Cuando me narran historias de la realidad vuelvo a sentir ese dolor agudo en el pecho, esa punzada de asco en mi estómago. No nos damos cuenta que al otro lado de la calle se esconde el hijo que golpea a su madre, la violencia que quema la piel y succiona la poca razón que queda.

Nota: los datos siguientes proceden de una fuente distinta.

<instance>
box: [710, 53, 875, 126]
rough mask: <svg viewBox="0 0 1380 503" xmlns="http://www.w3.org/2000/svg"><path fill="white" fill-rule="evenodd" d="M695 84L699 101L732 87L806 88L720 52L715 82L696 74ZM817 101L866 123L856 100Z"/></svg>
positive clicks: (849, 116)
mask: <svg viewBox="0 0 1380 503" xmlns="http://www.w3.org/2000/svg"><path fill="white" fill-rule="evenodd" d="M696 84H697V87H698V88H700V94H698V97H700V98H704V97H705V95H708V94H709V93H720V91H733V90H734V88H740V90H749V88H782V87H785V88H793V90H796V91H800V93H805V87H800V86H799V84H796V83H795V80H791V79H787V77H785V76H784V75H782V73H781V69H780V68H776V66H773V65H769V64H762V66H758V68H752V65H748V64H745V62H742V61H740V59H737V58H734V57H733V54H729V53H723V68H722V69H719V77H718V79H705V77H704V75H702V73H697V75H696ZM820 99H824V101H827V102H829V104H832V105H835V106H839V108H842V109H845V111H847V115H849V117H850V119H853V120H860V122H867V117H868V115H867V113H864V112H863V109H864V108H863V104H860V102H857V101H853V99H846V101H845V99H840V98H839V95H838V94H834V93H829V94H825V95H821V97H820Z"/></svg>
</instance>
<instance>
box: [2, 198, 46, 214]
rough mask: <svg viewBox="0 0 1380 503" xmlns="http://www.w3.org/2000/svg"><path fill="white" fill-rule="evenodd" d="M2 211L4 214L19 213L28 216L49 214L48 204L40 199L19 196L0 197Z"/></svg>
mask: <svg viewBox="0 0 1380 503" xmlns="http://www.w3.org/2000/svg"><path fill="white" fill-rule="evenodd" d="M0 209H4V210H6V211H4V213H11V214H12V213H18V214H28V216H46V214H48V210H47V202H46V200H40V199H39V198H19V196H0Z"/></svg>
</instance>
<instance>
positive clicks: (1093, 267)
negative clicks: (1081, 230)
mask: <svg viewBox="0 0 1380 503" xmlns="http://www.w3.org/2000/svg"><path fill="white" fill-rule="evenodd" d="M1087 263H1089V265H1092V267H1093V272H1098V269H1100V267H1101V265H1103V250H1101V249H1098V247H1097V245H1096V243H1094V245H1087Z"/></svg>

Hoy no quiero oír a más idiotas que lloran porque no tienen una piruleta, hoy quiero llorar por los que no tienen la suerte de caminar por rutas puras, por los que se sienten atrapados por la demencia, por los que no tienen la suerte de ser.

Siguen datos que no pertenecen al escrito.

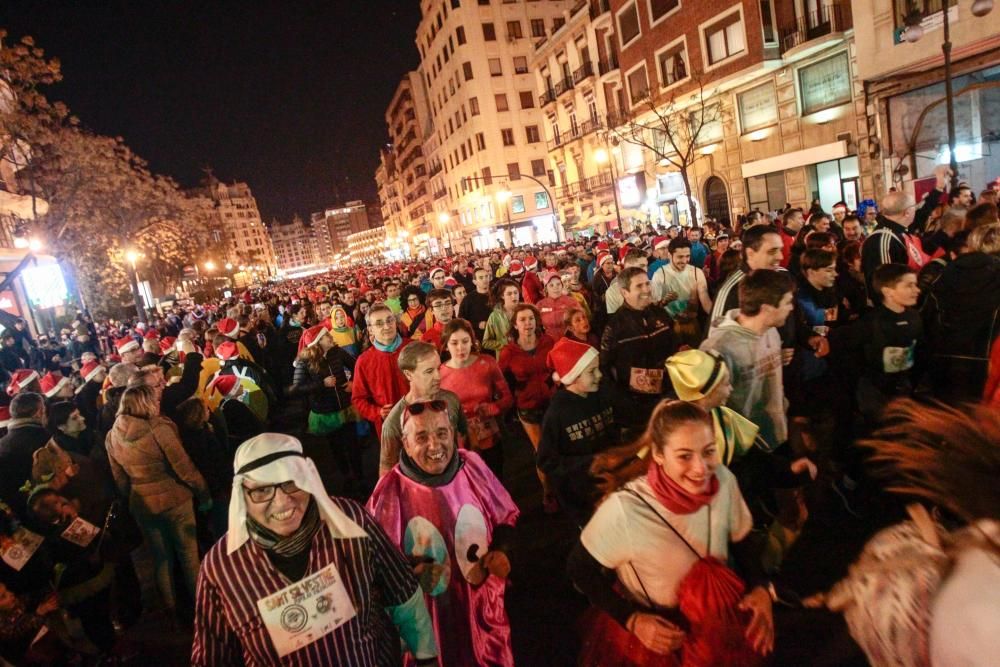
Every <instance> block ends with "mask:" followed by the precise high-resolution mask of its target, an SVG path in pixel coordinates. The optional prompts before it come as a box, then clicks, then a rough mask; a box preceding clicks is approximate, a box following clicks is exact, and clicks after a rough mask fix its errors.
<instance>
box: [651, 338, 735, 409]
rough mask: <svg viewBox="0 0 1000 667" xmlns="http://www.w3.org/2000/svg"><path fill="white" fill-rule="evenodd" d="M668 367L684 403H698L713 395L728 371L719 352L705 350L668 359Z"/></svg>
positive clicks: (677, 394) (671, 376)
mask: <svg viewBox="0 0 1000 667" xmlns="http://www.w3.org/2000/svg"><path fill="white" fill-rule="evenodd" d="M666 367H667V373H668V374H669V375H670V382H671V383H672V384H673V385H674V391H675V392H677V398H679V399H681V400H682V401H697V400H698V399H701V398H705V397H706V396H708V395H709V394H711V393H712V390H713V389H715V387H716V386H717V385H718V384H719V382H720V381H721V380H722V378H724V377H725V376H726V372H727V370H728V369H727V368H726V362H725V360H724V359H723V358H722V356H721V355H720V354H719V353H718V352H715V351H708V352H706V351H703V350H684V351H683V352H678V353H677V354H675V355H674V356H672V357H670V358H669V359H667V363H666Z"/></svg>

Nunca comprenderemos lo que es el dolor, porque lo que sentimos son las cosquillas de los caprichos que se nos dan sin rechistar. Esta sociedad es una porquería que gira como una rueda, pisoteando a las muchas personas que no tienen la posibilidad de subir, y creo que puedo decir que odio la desigualdad, y la maldad que se aferra a nuestros cuerpos. No deseo vivir más aquí mientras vea que somos absurdos y miserables, mientras sigan gritando los niños a los que golpean, mientras la especie se asesina a sí misma, mientras el dinero valga más que la propia vida, mientras las bombas explotan y las piernas vuelan por los aires, mientras el ojo invisible lo vigila todo. No quiero más estupideces que me demuestren lo ignorantes que somos, es que no quiero más, estoy bastante asqueada con los que se piensan que no hay nada más allá de sus propias narices. Gracias al salvajismo en el que vivimos actualmente estoy aprendiendo a odiar cierto tipo de cosas. Y la verdad no me gusta la palabra odiar.